UNI tokens can be bought and sold on various cryptocurrency exchanges, so traders can use UNI tokens to trade for other cryptocurrencies or to participate in decentralized finance (DeFi) applications. Do note that new use cases may emerge through community requests and governance votes. Uniswap operates as a decentralized exchange, meaning it is not owned or operated by a single entity.

Step 3: Choose the tokens you want to trade

In less than a year, Uniswap V2 has propelled the platform to meteoric growth. On the top right, click the ‘Connect to a wallet’ button, and log in with the wallet you wish to trade with. This can be either a MetaMask, WalletConnect, Coinbase Wallet, Fortmatic, or Portis Wallet. Uniswap was created by Hayden Adams, who was inspired to create the protocol by a post made by Ethereum founder Vitalik Buterin. We have several resources to help you get started with the Uniswap Protocol.

We publish guides, reviews and news on tech, cryptocurrency, Bitcoin, blockchain & privacy. Our content is updated regularly to keep our privacy-minded readers safe, informed & up to date. Do note that the above scenario applies whether the price rises or falls from the time of the deposit. This means that if the price of ETH decreases from the time of the deposit, the losses incurred by the LP may also be amplified.

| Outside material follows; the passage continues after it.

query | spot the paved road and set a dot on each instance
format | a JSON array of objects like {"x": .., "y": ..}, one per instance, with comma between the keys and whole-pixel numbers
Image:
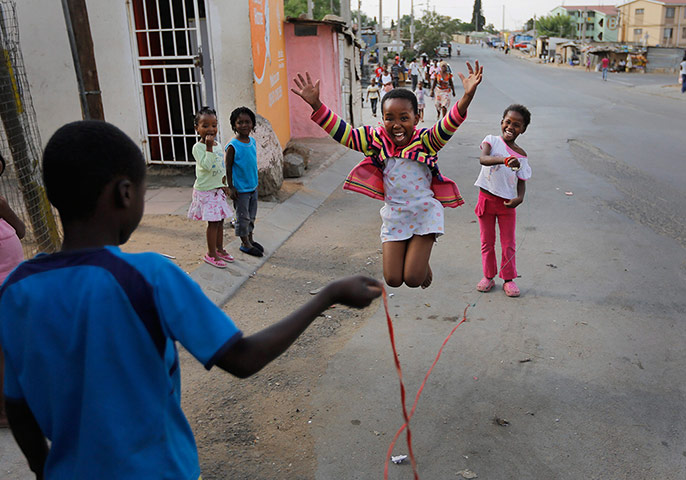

Essentially, if your swap hasn’t been filled in 20 minutes or the given amount of time, it will be automatically canceled. Let’s explore the most common things new Uniswap users stumble on when using the decentralized liquidity protocol. Once connected, in the top box, simply select the asset you want to swap and enter the amount, or click ‘max’ if you want to swap all of your asset. This should make it how to calculate interest rates on bank loans much easier to transfer your assets across from Coinbase and swap them for ERC-20 tokens easily. Be careful though, as you can only use ETH and Ethereum-based tokens on Uniswap – don’t try and use Bitcoin, for example.

The UNI token entitles its holders to governance rights, meaning they can vote on changes and improvements to the protocol. The extent of voting power a user has is proportional to the number of governance tokens they hold. The governance process is decentralized, which means anyone can submit a proposal and anyone can vote. This loss is referred to as “impermanent” because it can be mitigated if the prices of the pooled tokens revert to the same prices as when they were added to the pool. Additionally, since LPs earn fees, the loss may be balanced out over time. Nonetheless, LPs should be aware of the concept of impermanent loss before adding funds to a Uniswap pool.

As a result of massive congestion on the Ethereum network, transaction fees have shot through the roof—making trading on Uniswap an expensive task, particularly when concerning low-value trades. To do this, you’re going to need some ETH in your balance to pay for any transaction fees, as well as something to trade for the ERC20 token you want. For example, if you’re looking to trade USD Coin (USDC) for UNI, you’re going to need to hold USDC in your wallet plus some ether to cover the transaction fee. Absolutely any ERC20 token can be listed on Uniswap–no permission required.